I love Mexican food, but at the risk of imposing purist definitions on a cuisine that is anything but, most "Mexican" food around here could more properly be categorized as Tex-Mex. So when I learned I'd be paying a visit to Poblano's Family Mexican Restaurant, I was skeptical.
Tex-Mex, a distinct cuisine in its own right, is a borderland blend of native Mexican, Spanish and North American culinary enterprises. Restaurateurs elsewhere have embraced the distinction.
Poblano's, perpetuating the local terminology, bills itself as Mexican.
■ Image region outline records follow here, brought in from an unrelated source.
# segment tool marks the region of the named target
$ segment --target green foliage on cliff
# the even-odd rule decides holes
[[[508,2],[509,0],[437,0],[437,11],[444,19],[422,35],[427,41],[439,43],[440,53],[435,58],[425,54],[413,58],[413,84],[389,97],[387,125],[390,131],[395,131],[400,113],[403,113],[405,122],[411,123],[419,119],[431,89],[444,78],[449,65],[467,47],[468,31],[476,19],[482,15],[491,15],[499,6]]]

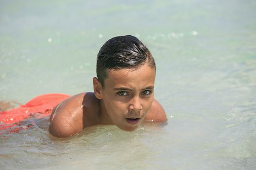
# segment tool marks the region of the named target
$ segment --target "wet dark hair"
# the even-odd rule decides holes
[[[156,70],[156,64],[147,48],[135,36],[118,36],[107,41],[97,56],[97,77],[104,88],[108,70],[137,69],[144,64]]]

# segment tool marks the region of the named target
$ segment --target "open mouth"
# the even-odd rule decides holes
[[[137,124],[138,122],[138,121],[139,121],[140,119],[140,118],[135,118],[135,119],[126,118],[126,121],[127,121],[127,122],[129,124]]]

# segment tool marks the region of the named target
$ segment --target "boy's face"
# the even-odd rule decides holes
[[[155,77],[155,69],[147,64],[107,72],[102,101],[114,124],[127,131],[138,126],[153,102]]]

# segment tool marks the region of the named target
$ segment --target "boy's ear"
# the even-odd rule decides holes
[[[102,99],[102,86],[97,77],[94,77],[93,79],[93,90],[95,97],[98,99]]]

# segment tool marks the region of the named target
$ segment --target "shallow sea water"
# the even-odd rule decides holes
[[[132,34],[157,67],[168,121],[50,136],[48,117],[0,136],[1,170],[254,170],[255,0],[1,0],[0,101],[92,91],[103,44]],[[34,124],[35,123],[35,124]]]

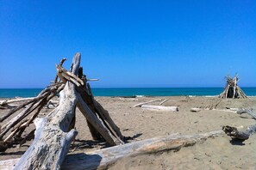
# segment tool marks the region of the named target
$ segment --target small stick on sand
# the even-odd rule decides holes
[[[160,102],[159,105],[163,105],[165,102],[168,101],[170,99],[165,99],[165,100],[163,100],[162,102]]]

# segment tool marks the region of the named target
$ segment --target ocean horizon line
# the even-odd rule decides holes
[[[0,98],[34,97],[44,88],[0,88]],[[92,88],[94,96],[215,96],[224,88]],[[241,88],[256,96],[256,88]]]
[[[146,87],[146,88],[141,88],[141,87],[125,87],[125,88],[112,88],[112,87],[107,87],[107,88],[225,88],[223,87]],[[240,88],[256,88],[256,86],[240,86]],[[0,89],[44,89],[46,88],[0,88]]]

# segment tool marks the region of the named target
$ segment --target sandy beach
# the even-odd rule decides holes
[[[178,106],[178,112],[151,111],[134,105],[157,99],[168,99],[163,106]],[[256,98],[247,100],[222,99],[216,110],[190,112],[191,107],[203,107],[215,105],[221,99],[216,97],[96,97],[109,111],[115,123],[125,137],[130,137],[128,143],[173,133],[191,135],[220,131],[223,125],[247,128],[255,124],[247,114],[239,115],[226,108],[256,109]],[[152,103],[159,105],[159,101]],[[47,114],[51,109],[43,109]],[[3,114],[5,110],[0,110]],[[43,115],[41,115],[43,116]],[[72,144],[70,153],[81,153],[108,147],[104,142],[93,141],[85,118],[77,110],[76,129],[78,135]],[[31,130],[33,125],[30,125]],[[29,131],[29,129],[27,131]],[[190,147],[178,151],[125,157],[119,160],[109,169],[255,169],[256,136],[241,143],[231,141],[226,135],[209,138]],[[0,160],[21,157],[30,142],[21,148],[9,149],[0,154]]]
Its stucco and mission styling, rough-hewn wood booths and low lighting shout Tex-Mex. The menu? Chips and salsa on every table, burritos, an emphasis on meat, beans, combination plates and chili gravies. Classic Tex-Mex. Nothing wrong with that if you love Tex-Mex. I tend to lean toward the Mex end of this culinary spectrum.
Still, I ended up mostly liking Poblano's for what it is. Scooping fresh salsa the usual kind and a tangy, tomatillo green with warm chips at lunch, my guest and I chatted with our friendly server. In short order, my delicate tamale with carnitas and my guest's shredded chicken burrito were whisked to the table (both $8.95). In both cases, the meats were tender and well-seasoned and the refried beans were obviously fresh, not canned.
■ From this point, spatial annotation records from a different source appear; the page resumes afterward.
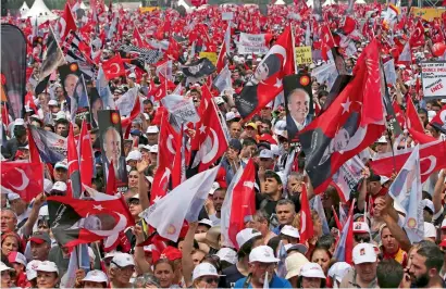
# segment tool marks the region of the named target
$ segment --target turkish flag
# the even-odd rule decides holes
[[[102,63],[102,70],[109,80],[121,75],[125,75],[124,63],[120,54],[116,54],[108,61],[104,61]]]
[[[372,161],[371,168],[376,175],[392,177],[394,172],[399,172],[405,165],[413,148],[395,151],[395,156],[386,153],[383,158]],[[424,183],[428,177],[443,167],[446,167],[446,141],[432,141],[420,144],[420,172],[421,181]]]
[[[88,133],[87,122],[82,122],[80,136],[79,136],[79,154],[80,154],[80,181],[83,185],[91,187],[94,161],[91,138]]]
[[[206,85],[202,86],[201,101],[203,102],[203,110],[200,112],[200,121],[197,123],[195,136],[196,141],[198,141],[199,172],[203,172],[211,166],[227,149],[227,140],[215,104]]]
[[[329,186],[331,176],[346,161],[373,143],[385,129],[379,51],[379,42],[373,40],[358,59],[352,80],[323,114],[299,133],[305,168],[317,193]]]
[[[1,162],[1,186],[18,193],[26,202],[44,191],[44,164]]]

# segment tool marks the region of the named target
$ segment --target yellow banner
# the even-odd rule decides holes
[[[297,64],[311,64],[313,63],[313,58],[311,55],[311,47],[302,46],[295,48],[296,63]]]
[[[216,53],[215,52],[200,52],[199,54],[200,59],[209,59],[213,65],[216,65]]]
[[[441,18],[442,13],[446,12],[446,9],[412,7],[410,12],[413,16],[422,17],[425,21],[433,21],[434,18]]]
[[[139,12],[140,13],[147,13],[147,12],[152,12],[154,10],[159,10],[159,7],[140,7]]]

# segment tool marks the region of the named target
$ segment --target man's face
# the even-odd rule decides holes
[[[376,262],[362,263],[355,265],[355,269],[363,282],[371,282],[374,278],[376,278]]]
[[[292,225],[296,211],[292,204],[282,204],[275,208],[275,214],[277,215],[278,224]]]
[[[425,266],[425,261],[426,257],[419,254],[414,254],[412,257],[409,274],[417,288],[426,287],[429,280],[431,279],[428,272],[428,267]]]
[[[310,109],[310,98],[303,91],[296,91],[289,97],[288,110],[299,124],[303,124]]]
[[[66,130],[67,130],[67,127],[66,127],[65,124],[58,124],[55,126],[55,134],[58,134],[59,136],[63,136],[64,131],[66,131]]]
[[[223,205],[225,194],[226,194],[226,191],[223,189],[218,189],[213,192],[212,202],[213,202],[213,206],[215,208],[216,212],[222,211],[222,205]]]
[[[1,211],[1,233],[14,231],[16,225],[17,219],[11,211]]]
[[[117,165],[121,155],[121,136],[114,129],[106,134],[104,142],[106,156],[109,162],[113,161]]]
[[[241,125],[237,122],[234,122],[231,124],[231,128],[230,128],[230,135],[231,138],[240,138],[241,135]]]

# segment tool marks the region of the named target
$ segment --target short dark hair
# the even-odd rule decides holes
[[[417,251],[417,254],[426,259],[424,265],[428,271],[431,268],[436,268],[439,274],[439,271],[443,267],[444,253],[437,246],[422,247]]]
[[[398,288],[402,275],[402,265],[395,259],[386,259],[377,263],[376,278],[380,288]]]

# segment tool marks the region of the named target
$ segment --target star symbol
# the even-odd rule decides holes
[[[206,130],[206,126],[205,126],[205,125],[201,125],[201,127],[200,127],[200,134],[205,134],[205,130]]]
[[[92,209],[98,210],[98,211],[102,211],[103,206],[101,204],[98,204],[98,205],[94,204]]]
[[[282,86],[282,79],[278,79],[278,78],[276,78],[277,80],[275,81],[275,87],[276,88],[281,88],[281,86]]]
[[[340,103],[340,105],[343,105],[343,114],[345,113],[345,112],[349,112],[349,110],[350,110],[350,104],[351,104],[351,101],[350,101],[350,99],[349,98],[347,98],[347,100],[346,100],[346,102],[344,102],[344,103]]]

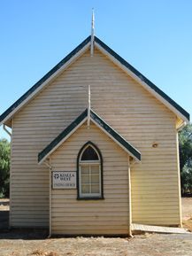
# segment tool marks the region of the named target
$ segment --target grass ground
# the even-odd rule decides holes
[[[190,226],[192,198],[182,199],[183,221]],[[0,209],[7,210],[6,202]],[[191,229],[192,230],[192,229]],[[0,256],[191,256],[192,234],[145,234],[134,238],[46,238],[42,230],[0,232]]]

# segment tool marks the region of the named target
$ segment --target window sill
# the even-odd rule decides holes
[[[77,200],[104,200],[104,197],[88,197],[88,198],[77,198]]]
Entres come smothered in one of three sauces hot oaxaquea, green chili or mole. We tried the first two, and they rated well.
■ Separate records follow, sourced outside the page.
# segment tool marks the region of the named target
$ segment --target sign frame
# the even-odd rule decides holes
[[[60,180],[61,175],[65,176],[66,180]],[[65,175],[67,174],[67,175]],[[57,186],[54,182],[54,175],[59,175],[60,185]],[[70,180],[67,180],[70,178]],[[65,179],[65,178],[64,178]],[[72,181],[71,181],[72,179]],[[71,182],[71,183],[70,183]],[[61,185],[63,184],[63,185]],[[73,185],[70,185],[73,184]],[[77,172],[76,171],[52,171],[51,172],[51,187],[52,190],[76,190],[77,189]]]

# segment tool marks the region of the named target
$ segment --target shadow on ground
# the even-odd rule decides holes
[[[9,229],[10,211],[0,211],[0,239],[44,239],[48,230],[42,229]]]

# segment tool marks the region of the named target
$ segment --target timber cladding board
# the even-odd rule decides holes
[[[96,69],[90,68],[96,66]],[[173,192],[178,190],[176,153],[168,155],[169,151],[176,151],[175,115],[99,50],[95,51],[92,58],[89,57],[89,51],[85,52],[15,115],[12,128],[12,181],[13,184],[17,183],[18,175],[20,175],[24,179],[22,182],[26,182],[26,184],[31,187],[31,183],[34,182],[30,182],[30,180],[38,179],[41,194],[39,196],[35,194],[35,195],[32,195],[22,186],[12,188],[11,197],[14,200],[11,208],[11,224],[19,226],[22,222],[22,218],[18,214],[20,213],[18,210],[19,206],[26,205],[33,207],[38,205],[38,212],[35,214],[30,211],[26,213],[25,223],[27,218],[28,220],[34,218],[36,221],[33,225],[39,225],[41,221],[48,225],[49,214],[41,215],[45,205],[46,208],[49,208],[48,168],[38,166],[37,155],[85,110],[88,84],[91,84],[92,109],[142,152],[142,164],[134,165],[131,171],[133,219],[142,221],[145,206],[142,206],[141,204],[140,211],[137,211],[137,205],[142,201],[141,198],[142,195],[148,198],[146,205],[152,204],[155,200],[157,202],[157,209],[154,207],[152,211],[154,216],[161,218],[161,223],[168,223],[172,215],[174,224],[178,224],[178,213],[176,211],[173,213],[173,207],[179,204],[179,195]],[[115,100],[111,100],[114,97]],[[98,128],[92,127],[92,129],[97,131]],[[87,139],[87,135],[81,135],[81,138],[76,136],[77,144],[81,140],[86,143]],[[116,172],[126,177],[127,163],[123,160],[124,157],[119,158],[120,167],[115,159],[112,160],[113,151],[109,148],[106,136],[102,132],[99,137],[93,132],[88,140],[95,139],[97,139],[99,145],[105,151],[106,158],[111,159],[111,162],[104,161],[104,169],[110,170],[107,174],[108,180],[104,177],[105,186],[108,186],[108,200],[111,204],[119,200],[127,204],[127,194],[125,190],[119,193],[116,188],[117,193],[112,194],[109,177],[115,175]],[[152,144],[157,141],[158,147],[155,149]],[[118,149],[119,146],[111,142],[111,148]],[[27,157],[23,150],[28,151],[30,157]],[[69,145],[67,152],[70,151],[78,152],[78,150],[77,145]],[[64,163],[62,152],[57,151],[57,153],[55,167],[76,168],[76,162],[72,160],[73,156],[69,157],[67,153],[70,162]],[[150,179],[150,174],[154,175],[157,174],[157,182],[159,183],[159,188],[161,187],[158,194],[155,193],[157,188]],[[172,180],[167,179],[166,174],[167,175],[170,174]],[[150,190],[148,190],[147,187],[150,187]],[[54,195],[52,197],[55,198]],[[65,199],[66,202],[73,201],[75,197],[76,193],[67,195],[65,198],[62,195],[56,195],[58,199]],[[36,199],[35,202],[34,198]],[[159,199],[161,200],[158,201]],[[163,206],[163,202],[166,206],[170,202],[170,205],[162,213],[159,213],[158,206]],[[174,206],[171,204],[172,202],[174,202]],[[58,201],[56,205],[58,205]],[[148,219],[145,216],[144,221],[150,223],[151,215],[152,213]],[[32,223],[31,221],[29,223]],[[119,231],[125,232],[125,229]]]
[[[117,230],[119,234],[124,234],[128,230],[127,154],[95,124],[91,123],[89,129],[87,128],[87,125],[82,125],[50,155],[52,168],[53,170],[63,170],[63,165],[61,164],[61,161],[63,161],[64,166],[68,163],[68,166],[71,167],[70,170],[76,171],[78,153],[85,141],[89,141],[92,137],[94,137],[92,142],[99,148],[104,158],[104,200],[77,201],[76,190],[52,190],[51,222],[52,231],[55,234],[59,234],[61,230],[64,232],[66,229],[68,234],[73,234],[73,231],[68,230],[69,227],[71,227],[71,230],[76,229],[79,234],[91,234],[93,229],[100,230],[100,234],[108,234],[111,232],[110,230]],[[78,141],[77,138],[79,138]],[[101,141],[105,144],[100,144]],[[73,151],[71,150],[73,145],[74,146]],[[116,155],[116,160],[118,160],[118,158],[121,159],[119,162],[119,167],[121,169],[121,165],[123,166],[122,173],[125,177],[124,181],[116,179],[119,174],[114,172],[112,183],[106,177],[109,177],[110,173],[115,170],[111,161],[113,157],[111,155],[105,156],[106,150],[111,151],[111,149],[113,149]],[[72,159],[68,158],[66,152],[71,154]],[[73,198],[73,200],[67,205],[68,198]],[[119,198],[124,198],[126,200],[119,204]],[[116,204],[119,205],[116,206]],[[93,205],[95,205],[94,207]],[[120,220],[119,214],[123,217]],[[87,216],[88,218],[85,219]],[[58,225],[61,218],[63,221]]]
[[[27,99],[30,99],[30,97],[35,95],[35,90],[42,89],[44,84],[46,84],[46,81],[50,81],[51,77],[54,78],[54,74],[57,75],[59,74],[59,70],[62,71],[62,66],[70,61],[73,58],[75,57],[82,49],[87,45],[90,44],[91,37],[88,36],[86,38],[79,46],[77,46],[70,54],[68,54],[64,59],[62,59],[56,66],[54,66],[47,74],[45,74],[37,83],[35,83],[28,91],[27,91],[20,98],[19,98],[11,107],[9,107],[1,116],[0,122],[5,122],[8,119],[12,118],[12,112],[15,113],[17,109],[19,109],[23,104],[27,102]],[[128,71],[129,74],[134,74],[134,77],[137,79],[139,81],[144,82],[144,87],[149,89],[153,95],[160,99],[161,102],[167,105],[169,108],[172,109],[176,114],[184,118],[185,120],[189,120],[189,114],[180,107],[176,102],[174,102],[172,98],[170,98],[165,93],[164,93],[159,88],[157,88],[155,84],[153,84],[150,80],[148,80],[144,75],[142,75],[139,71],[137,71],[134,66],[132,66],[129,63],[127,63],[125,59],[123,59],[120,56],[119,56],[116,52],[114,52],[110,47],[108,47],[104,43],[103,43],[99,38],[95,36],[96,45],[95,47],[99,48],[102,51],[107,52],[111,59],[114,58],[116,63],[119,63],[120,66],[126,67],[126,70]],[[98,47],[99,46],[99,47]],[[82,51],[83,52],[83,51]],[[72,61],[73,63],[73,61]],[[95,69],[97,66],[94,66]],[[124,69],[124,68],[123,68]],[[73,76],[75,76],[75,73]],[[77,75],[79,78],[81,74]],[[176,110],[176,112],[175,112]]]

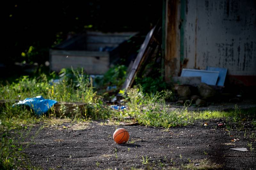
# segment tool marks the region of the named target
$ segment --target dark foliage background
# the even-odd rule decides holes
[[[26,60],[44,63],[48,59],[49,48],[66,39],[68,33],[90,29],[146,34],[161,16],[161,1],[4,1],[2,5],[4,55],[0,63],[8,65]],[[31,46],[35,56],[21,56]]]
A later visit for dinner produced mixed reactions. The guacamole appetizer? Everything you'd expect short of tableside for $6.95, a fair price given the quantity. The shrimp cocktail whets the appetite with its Mexican-style cocktail sauce, made of pico and catsup (and perhaps a hint of horseradish?) Savor the fresh chilled shrimp while they last. For your $6.95, you get only four of them.
My Pollo Mole, surprisingly moist and tender for a grilled breast, came smothered, not the traditional long-simmered in its rich chocolaty gravy. Poblano's mole is thick and pleasing, but I tasted mostly chocolate, not the complex blend of dozens of ingredients that usually marks this profound flavor profile. My husband's skirt steak (combo, $11.95), cooked medium rare as requested, boasted well-rounded beef flavor enhanced by just the right amount of seasoning. His chili relleno, drenched in pork green chili, rated average.
As for the fajitas, that Tex-Mex classic? Poblano's features skillets of onions, peppers and skirt steak strips (or chicken, shrimp or veggies) with all the accoutrements for $10.95 on Tuesdays (regularly $13.95). Ours arrived feebly sizzling, the veggies languishing. My dinner guest, a bit of a fajita connoisseur, offered his verdict with a shrug, "about average."
For dessert, I recommend the "flan brulee" (served in the French style) and the sopapillas (each $2.95), but tell them to hold chocolate and strawberry syrups and whipped cream, mysterious embellishments for Mexican sweets. The sopapillas didn't need it, and it didn't render my tres leche cake or the fried ice cream any better than they were not bad, not great.
As Mexican, Poblano's didn't wow me, but it's among the better Tex-Mex establishments I've tried around here. Worth a 20-minute drive east for Tex-Mex fans and no doubt a welcome addition to the Falcon area.